PORTLAND — Police union officials spoke in opposition Tuesday night to proposed changes that could allow previously arrested individuals and their family members to serve on a committee that reviews police conduct.
The union officials also said they were not notified of or invited to weigh in on the proposed changes, which they say must be negotiated with police unions.
A series of amendments have been proposed involving eligibility requirements for the city’s Police Citizen Review Subcommittee. That committee reviews Internal Affairs investigations into complaints against the department.
City Councilor Dan Skolnik, the chairman of the council Public Safety Committee, led the effort to come up with the proposal.
Currently, residents or immediate family members of residents who have filed complaints against the Police Department cannot apply to serve on the committee. Neither can residents or immediate family members who have been arrested by Portland police.
The proposed amendment would allow immediate family members to apply for the committee, as well as people who have been arrested by the department.
The applicants would be subject to a criminal background checks and interviews with the City Council Personnel Committee.
Lt. Gary Hutcheson, president of the Portland police supervisors union, said the changes could allow someone on the committee who has “an ax to grind.”
“It calls the integrity of the process into question,” he said.
Hutcheson added that the city has a population of 64,000, and “95 percent of the people living here have never been arrested or filed a complaint report.”
Officer David Argitis is president of the Police Benevolent Association, which represents patrol officers and other non-supervisors. He agreed with Hutcheson and said that the current eligibility requirements protect officers from petty and vengeful complaints.
Argitis also said he had not been notified of the meetings held to discuss possible changes to the committee requirements until this week, a statement Hutcheson also made.
“The unions are stakeholders,” Argitis said. “I’m always happy to meet and talk. I haven’t been afforded that opportunity.”
Cmdr. Mike Sauschuck said department leaders are proud of the work the committee has done since its creation in 2001. He added that they supported the unions being brought in to confer.
Skolnik said the unions had been invited to discuss the changes more than once, through former police Chief Tim Burton and most recently through Chief James Craig.
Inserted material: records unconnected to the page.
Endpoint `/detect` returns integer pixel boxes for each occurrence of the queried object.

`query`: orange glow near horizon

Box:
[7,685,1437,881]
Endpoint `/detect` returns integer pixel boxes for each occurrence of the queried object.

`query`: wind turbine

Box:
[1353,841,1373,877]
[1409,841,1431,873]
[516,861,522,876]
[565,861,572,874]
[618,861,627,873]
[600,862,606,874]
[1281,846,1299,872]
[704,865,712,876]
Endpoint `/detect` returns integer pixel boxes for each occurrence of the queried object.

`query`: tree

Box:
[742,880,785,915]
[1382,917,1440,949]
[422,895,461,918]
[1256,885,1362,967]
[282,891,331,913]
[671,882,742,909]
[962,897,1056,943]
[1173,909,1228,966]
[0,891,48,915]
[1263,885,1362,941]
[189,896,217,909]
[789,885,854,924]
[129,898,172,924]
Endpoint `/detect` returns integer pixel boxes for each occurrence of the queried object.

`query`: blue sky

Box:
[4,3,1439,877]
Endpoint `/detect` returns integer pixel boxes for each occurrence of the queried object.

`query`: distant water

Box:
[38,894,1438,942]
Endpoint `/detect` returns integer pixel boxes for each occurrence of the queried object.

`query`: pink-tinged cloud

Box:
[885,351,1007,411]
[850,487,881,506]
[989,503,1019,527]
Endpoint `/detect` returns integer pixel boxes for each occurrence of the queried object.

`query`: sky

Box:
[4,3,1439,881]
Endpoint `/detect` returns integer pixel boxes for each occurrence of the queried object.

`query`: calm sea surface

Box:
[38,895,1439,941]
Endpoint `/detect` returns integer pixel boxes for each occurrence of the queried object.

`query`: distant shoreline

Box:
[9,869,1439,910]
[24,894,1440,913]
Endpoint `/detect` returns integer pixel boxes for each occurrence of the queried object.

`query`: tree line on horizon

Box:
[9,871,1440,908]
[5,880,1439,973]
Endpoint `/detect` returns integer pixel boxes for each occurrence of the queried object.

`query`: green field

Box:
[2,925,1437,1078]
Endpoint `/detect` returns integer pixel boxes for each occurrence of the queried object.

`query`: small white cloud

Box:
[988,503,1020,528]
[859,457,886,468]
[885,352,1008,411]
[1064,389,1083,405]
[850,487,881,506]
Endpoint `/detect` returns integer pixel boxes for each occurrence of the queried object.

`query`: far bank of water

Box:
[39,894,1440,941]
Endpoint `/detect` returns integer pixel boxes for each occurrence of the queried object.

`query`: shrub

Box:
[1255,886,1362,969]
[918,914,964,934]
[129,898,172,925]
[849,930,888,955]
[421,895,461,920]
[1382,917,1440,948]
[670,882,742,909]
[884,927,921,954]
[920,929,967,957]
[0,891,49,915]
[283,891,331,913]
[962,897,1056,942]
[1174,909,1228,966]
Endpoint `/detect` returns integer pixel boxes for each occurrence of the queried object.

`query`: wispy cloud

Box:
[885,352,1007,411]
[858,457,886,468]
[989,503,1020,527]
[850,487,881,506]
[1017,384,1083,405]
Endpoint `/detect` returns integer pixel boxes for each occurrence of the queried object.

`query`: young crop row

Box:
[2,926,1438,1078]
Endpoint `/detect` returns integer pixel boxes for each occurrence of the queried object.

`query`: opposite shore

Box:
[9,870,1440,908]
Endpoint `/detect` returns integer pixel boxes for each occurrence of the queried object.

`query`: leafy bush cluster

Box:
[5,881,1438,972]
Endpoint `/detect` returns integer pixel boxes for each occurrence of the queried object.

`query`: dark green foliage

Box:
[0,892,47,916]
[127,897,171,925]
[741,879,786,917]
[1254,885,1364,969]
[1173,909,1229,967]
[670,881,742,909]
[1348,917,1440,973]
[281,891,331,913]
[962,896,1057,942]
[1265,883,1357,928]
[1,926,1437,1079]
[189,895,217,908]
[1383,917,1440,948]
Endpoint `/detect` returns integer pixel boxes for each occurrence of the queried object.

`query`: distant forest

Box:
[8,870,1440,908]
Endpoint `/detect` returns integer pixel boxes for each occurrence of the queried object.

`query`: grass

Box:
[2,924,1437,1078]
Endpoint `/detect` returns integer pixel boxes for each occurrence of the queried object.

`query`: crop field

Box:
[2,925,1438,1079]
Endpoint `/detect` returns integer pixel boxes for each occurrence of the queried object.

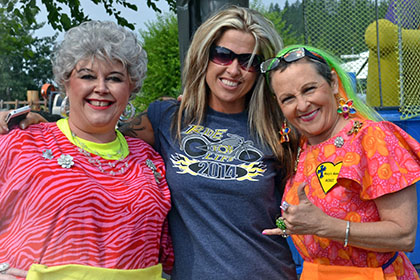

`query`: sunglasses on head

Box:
[260,47,327,74]
[209,45,263,72]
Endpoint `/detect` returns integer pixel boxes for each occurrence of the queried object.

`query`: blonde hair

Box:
[174,6,291,173]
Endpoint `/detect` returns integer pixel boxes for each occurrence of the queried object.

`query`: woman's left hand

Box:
[263,182,330,236]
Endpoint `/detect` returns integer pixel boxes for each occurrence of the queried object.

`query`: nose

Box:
[296,95,309,111]
[226,58,241,76]
[95,78,110,94]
“It was not a personal invitation,” he said.
While the Public Safety Committee heard from the public Tuesday, no action was taken. Skolnik said he and other stakeholders are meeting with Craig on Thursday to discuss recommendations the chief has regarding the proposed amendments. He invited Hutcheson and Argitis to attend the meeting.
The committee will resume discussion on the topic at its Nov. 10 meeting.
Earlier this week, Hutcheson sent an e-mail to city councilors and police officers expressing his displeasure with the proposed amendments. In the message, he also said Skolnik, who served on the review committee prior to becoming a councilor, filed a complaint against an officer while on the committee and was asked to resign.
Skolnik in reply said he never filed a complaint, but simply wrote an e-mail to a supervising officer complaining about the conduct of an officer during an incident in 2007 in the parking lot at Home Depot.
The incident involved a vehicle stop in the parking lot. According to the original letter sent to Capt. Ted Ross from Skolnik in May 2007, Skolnik could not get into his car in the parking lot because a cruiser making a vehicle stop was in his way.
Skolnik said the officer refused to move his vehicle until he was finished with the stop, and was disrespectful and rude. He also accused the officer of unlawfully detaining him.
The officer later told Skolnik that the individual in the vehicle had a knife, and he needed to keep his cruiser where it was so the cruiser video could tape the incident.
Skolnik later retracted his letter to Ross, but his eligibility to serve on the committee was called into question.
Skolnik disagreed with a July 2007 opinion from the city’s attorney that he should be disqualified from serving on the committee, but resigned soon after to run for City Council.